Why is the speed of light considered the maximum speed in the universe?

The speed of light, which is approximately 299,792,458 meters per second, is considered the maximum speed in the universe because it is the fundamental speed limit in the theory of relativity. This theory, proposed by Albert Einstein, states that the laws of physics are the same for all observers in uniform motion and that the speed of light is constant for all observers.

Can anything travel faster than the speed of light?

According to the theory of relativity, nothing can travel faster than the speed of light. As an object gets closer to the speed of light, its mass increases and it requires an infinite amount of energy to accelerate it to the speed of light. This makes it physically impossible for anything to exceed the speed of light.

What would happen if an object were to travel faster than the speed of light?

If an object were to travel faster than the speed of light, it would violate the laws of physics and cause a paradox.

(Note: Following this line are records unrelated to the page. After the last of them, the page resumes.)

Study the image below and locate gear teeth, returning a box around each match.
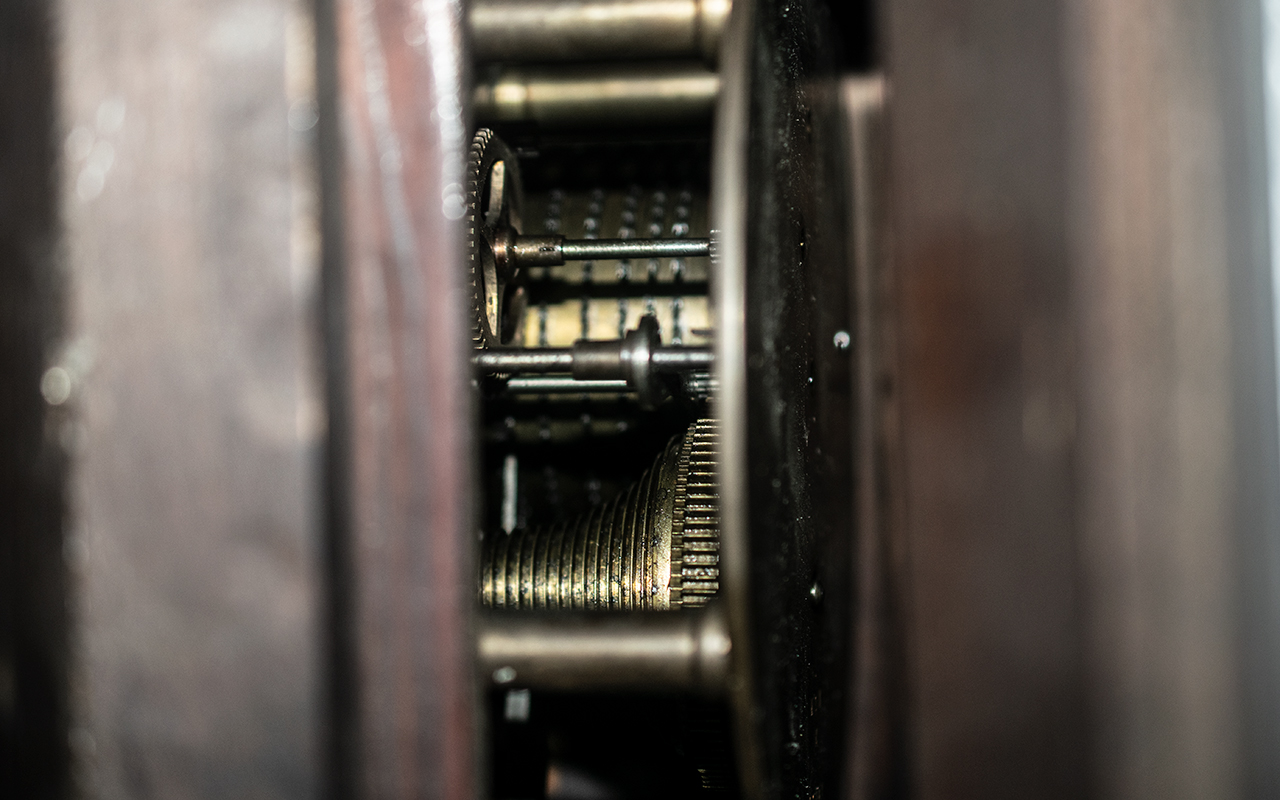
[671,420,719,607]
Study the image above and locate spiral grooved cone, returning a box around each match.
[480,420,719,609]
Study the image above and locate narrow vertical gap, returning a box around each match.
[0,0,67,797]
[314,0,360,800]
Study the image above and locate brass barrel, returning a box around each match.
[480,420,719,609]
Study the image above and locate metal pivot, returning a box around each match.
[476,607,732,692]
[471,315,712,406]
[480,420,719,611]
[493,230,712,269]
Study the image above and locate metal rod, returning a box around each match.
[472,339,713,371]
[467,0,730,63]
[507,375,634,394]
[471,347,573,374]
[476,605,731,692]
[561,239,712,261]
[649,347,713,372]
[472,61,719,128]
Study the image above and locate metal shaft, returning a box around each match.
[507,375,627,394]
[476,608,732,692]
[480,420,719,611]
[472,339,712,376]
[561,239,712,261]
[468,0,731,63]
[472,61,719,128]
[493,232,712,268]
[472,315,712,406]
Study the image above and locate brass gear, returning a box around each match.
[467,128,525,348]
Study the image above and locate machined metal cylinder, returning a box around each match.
[468,0,732,63]
[476,605,732,692]
[472,61,719,128]
[480,420,719,609]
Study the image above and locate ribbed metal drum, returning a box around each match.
[480,420,719,609]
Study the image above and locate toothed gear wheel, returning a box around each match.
[467,128,525,348]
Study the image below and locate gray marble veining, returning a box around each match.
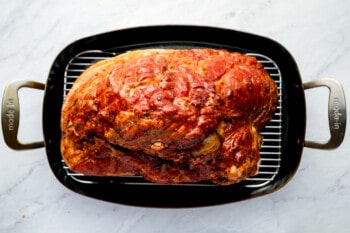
[0,0,350,233]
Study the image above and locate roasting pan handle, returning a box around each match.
[1,80,45,150]
[304,78,346,149]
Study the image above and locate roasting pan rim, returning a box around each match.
[43,25,306,207]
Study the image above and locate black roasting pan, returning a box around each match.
[2,25,346,207]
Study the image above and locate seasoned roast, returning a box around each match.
[61,49,278,185]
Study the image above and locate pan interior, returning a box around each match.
[61,48,283,189]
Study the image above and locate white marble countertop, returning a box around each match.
[0,0,350,233]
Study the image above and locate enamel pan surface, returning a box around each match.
[37,25,306,207]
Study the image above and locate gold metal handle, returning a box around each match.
[1,80,45,150]
[304,78,346,149]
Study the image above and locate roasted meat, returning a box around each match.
[61,49,278,185]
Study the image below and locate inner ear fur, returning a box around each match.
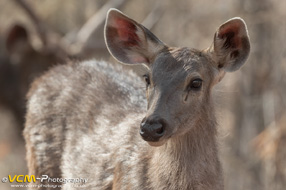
[212,17,250,72]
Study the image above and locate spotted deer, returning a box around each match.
[24,9,250,190]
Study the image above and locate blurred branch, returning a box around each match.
[14,0,48,47]
[141,2,163,29]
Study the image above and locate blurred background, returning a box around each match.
[0,0,286,190]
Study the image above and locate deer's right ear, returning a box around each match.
[212,17,250,72]
[104,9,165,65]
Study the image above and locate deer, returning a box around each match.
[24,9,250,190]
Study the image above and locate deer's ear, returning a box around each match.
[212,17,250,72]
[104,9,165,65]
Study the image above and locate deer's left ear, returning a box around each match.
[211,17,250,72]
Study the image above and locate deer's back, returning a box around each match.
[24,61,150,189]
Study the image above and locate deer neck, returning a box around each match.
[150,105,222,189]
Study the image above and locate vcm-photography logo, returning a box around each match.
[1,175,88,184]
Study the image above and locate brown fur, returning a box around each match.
[24,10,249,190]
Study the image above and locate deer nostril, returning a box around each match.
[152,123,165,136]
[139,120,165,142]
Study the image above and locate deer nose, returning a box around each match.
[140,119,165,142]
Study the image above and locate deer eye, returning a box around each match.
[188,79,203,90]
[143,74,150,86]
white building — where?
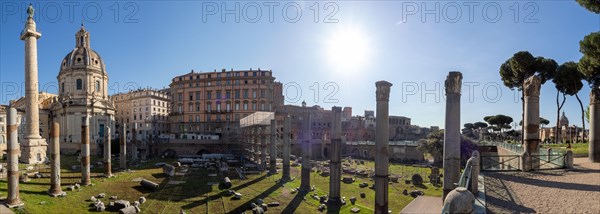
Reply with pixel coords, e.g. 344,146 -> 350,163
50,25 -> 115,154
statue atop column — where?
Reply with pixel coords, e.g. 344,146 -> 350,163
27,3 -> 35,18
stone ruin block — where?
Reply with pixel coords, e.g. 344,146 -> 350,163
163,164 -> 175,177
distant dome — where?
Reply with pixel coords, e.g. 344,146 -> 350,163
60,25 -> 106,73
558,112 -> 569,126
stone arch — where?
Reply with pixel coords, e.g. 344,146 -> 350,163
196,149 -> 210,155
350,148 -> 360,158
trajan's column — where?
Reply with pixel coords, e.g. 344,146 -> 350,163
21,4 -> 48,164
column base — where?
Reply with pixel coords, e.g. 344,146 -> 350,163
20,138 -> 48,164
327,198 -> 342,210
48,191 -> 65,198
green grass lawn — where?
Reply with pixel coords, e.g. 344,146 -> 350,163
0,156 -> 442,213
542,143 -> 589,157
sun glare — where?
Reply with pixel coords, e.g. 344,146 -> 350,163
326,28 -> 370,70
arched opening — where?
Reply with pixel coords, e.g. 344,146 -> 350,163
351,148 -> 360,158
323,147 -> 331,158
196,149 -> 210,155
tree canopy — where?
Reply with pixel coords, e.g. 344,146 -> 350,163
577,0 -> 600,14
483,114 -> 513,129
519,117 -> 550,126
552,62 -> 583,96
473,122 -> 487,129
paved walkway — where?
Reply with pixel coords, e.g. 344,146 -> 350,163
485,158 -> 600,213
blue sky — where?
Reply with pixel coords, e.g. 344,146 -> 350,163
0,1 -> 600,127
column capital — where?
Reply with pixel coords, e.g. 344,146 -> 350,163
20,17 -> 42,40
375,80 -> 393,101
444,71 -> 462,95
523,75 -> 542,97
590,87 -> 600,104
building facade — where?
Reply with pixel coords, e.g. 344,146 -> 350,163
111,89 -> 171,140
169,69 -> 284,139
50,25 -> 115,153
0,105 -> 8,159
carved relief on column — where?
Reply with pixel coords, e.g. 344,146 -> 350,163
590,87 -> 600,105
523,75 -> 542,97
444,71 -> 462,95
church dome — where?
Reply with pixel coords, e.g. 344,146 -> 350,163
558,112 -> 569,126
60,25 -> 106,73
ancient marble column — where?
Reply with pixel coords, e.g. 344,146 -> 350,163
327,107 -> 342,205
588,86 -> 600,162
374,81 -> 392,214
269,119 -> 277,174
21,4 -> 48,164
6,107 -> 23,208
104,125 -> 112,178
260,126 -> 269,170
521,75 -> 542,171
300,112 -> 312,191
131,123 -> 138,162
81,115 -> 91,186
442,71 -> 462,199
48,121 -> 63,197
281,115 -> 292,181
253,126 -> 262,164
119,123 -> 127,170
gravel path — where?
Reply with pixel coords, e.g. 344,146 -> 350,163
485,158 -> 600,213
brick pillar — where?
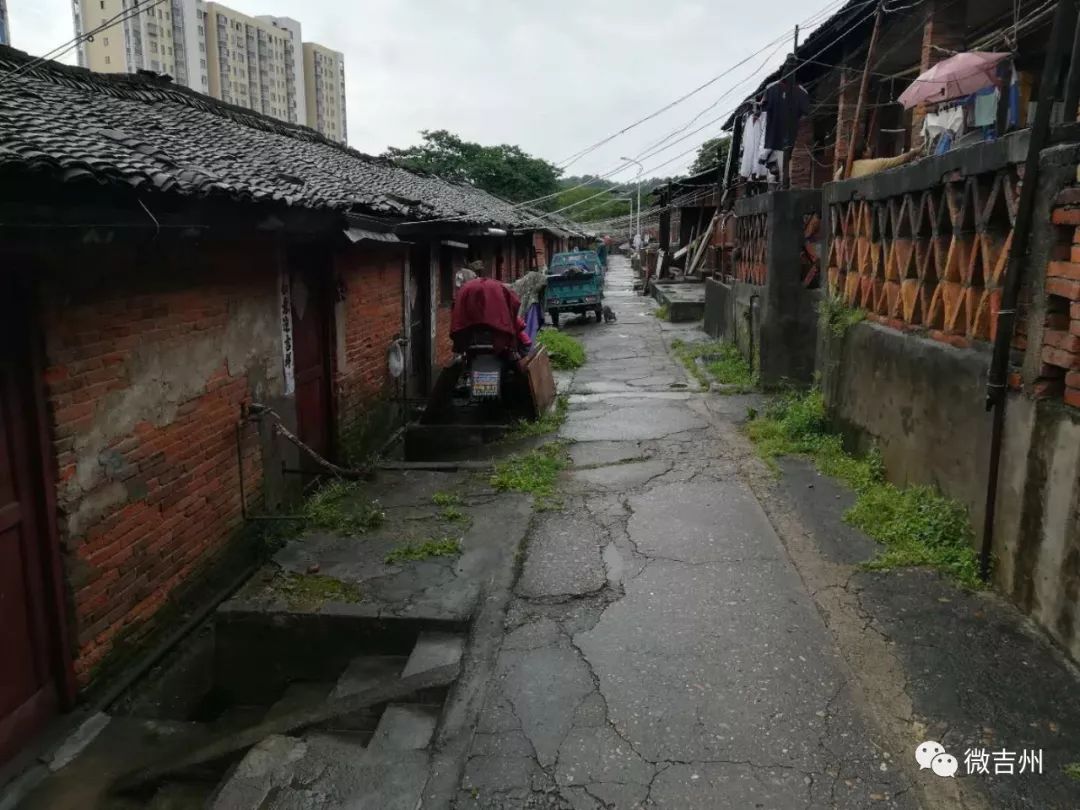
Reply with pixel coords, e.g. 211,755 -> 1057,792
829,67 -> 862,174
912,0 -> 964,148
788,116 -> 813,188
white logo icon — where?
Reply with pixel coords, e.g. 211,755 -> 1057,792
930,754 -> 960,777
915,740 -> 945,771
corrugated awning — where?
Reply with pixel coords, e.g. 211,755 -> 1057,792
345,228 -> 401,244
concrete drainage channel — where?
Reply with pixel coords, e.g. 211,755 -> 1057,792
18,443 -> 531,810
106,608 -> 464,810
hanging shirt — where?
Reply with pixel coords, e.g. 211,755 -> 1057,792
761,79 -> 810,149
739,112 -> 767,177
971,87 -> 1000,126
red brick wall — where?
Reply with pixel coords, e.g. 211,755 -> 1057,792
334,244 -> 407,427
40,244 -> 283,686
1035,197 -> 1080,407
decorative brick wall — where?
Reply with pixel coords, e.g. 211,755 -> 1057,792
826,165 -> 1023,348
40,243 -> 283,686
1036,187 -> 1080,407
734,212 -> 769,284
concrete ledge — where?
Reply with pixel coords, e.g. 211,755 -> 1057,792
652,282 -> 705,322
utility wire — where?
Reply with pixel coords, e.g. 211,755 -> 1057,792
0,0 -> 165,87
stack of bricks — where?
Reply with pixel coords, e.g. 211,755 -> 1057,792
1036,188 -> 1080,407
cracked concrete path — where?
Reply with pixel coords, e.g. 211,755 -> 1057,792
447,257 -> 917,810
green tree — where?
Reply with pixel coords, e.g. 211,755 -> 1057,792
382,130 -> 559,202
690,135 -> 731,174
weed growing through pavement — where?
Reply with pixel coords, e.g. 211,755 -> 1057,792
386,537 -> 461,565
303,478 -> 387,535
818,293 -> 866,337
672,338 -> 757,393
747,390 -> 982,589
443,507 -> 469,523
270,571 -> 363,610
537,328 -> 585,372
507,394 -> 570,440
489,442 -> 569,510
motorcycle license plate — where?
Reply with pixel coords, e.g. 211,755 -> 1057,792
472,372 -> 499,399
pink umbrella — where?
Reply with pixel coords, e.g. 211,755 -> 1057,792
900,51 -> 1011,109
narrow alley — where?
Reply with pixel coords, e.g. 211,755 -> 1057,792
447,257 -> 1080,810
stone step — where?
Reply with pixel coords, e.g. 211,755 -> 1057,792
266,680 -> 335,717
207,734 -> 308,810
330,656 -> 407,700
368,703 -> 441,752
401,632 -> 465,678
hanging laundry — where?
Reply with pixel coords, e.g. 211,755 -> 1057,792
971,87 -> 1001,126
739,112 -> 767,179
761,79 -> 810,149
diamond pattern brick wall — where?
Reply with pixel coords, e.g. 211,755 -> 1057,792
826,166 -> 1024,349
1037,188 -> 1080,407
735,212 -> 769,284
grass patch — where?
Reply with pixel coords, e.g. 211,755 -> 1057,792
537,328 -> 585,372
489,442 -> 569,509
443,507 -> 468,523
672,338 -> 757,393
507,394 -> 570,440
818,292 -> 866,337
270,572 -> 363,610
386,537 -> 461,565
747,390 -> 983,589
303,478 -> 387,535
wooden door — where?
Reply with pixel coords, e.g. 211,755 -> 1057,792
289,249 -> 332,469
0,278 -> 59,761
408,243 -> 432,399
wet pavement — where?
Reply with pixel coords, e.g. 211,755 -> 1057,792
455,257 -> 917,810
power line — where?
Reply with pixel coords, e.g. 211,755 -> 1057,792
556,0 -> 864,168
0,0 -> 165,87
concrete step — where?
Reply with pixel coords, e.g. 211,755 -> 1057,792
266,680 -> 336,717
368,703 -> 441,752
330,656 -> 407,700
207,734 -> 308,810
401,632 -> 465,678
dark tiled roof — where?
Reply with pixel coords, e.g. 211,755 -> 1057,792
0,46 -> 570,229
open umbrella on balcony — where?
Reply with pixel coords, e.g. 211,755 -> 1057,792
900,51 -> 1011,109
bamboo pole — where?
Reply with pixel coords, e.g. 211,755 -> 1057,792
843,2 -> 885,178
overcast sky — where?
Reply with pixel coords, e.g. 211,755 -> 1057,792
8,0 -> 826,180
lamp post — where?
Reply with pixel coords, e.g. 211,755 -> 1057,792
619,158 -> 645,247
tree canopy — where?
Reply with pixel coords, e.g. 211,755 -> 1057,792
690,135 -> 731,174
382,130 -> 561,202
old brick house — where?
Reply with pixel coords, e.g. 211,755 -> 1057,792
0,42 -> 578,760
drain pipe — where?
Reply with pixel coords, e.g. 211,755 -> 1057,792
746,293 -> 761,374
978,0 -> 1077,581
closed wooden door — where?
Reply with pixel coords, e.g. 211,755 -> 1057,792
289,254 -> 330,467
0,287 -> 58,761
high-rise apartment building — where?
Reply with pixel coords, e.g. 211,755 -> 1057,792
303,42 -> 347,144
0,0 -> 11,45
76,0 -> 346,143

For example, if an object travels back in time by exceeding the speed of light, it would create a situation where the object's future can influence its own past, which goes against the principle of causality.

Are there any proposed theories that challenge the concept of faster-than-light travel?

There are some proposed theories, such as the Alcubierre drive, which suggest that it may be possible to travel faster than the speed of light by manipulating the fabric of space-time. However, these theories are still highly speculative and have not been proven to be possible.

How is the concept of faster-than-light travel being explored in scientific research?

Scientists are constantly exploring ways to push the boundaries of what we know about the universe, including the concept of faster-than-light travel. Some research is being conducted on the possibility of using wormholes or manipulating space-time to create shortcuts in space, but these ideas are still in the early stages and require further study and experimentation.